An open API service indexing awesome lists of open source software.

https://github.com/rapidsai/gpu-bdb

RAPIDS GPU-BDB
https://github.com/rapidsai/gpu-bdb

Last synced: 3 months ago
JSON representation

RAPIDS GPU-BDB

Awesome Lists containing this project

README

          

# RAPIDS GPU-BDB

## Disclaimer

gpu-bdb is derived from [TPCx-BB](http://www.tpc.org/tpcx-bb/).
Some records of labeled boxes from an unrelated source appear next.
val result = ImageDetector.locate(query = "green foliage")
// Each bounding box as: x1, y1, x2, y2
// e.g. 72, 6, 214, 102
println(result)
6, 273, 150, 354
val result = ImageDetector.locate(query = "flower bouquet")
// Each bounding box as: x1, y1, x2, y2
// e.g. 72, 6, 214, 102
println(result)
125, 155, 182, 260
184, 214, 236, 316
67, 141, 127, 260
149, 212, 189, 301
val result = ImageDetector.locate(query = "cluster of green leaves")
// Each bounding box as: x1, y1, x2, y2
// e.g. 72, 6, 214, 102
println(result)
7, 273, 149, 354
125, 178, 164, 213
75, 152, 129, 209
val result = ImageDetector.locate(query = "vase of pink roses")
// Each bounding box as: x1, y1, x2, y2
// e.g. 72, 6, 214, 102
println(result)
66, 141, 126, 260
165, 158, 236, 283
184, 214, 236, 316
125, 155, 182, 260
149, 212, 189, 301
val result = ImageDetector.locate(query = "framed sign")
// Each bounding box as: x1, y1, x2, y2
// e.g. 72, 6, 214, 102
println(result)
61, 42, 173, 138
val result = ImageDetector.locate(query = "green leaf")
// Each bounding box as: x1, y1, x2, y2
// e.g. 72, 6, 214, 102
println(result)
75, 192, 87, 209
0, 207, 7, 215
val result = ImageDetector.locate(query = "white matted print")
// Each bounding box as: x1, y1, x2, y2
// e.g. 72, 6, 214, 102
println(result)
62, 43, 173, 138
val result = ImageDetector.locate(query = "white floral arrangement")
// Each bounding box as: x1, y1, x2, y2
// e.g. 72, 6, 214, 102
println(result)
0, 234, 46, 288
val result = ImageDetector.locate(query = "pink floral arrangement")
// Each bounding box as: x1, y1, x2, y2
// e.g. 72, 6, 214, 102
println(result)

Any results based on gpu-bdb are considered unofficial results, and per [TPC](http://www.tpc.org/) policy, cannot be compared against official TPCx-BB results.

## Overview

The GPU Big Data Benchmark (gpu-bdb) is a [RAPIDS](https://rapids.ai) library based benchmark for enterprises that includes 30 queries representing real-world ETL & ML workflows at various "scale factors": SF1000 is 1 TB of data, SF10000 is 10TB. Each “query” is in fact a model workflow that can include SQL, user-defined functions, careful sub-setting and aggregation, and machine learning.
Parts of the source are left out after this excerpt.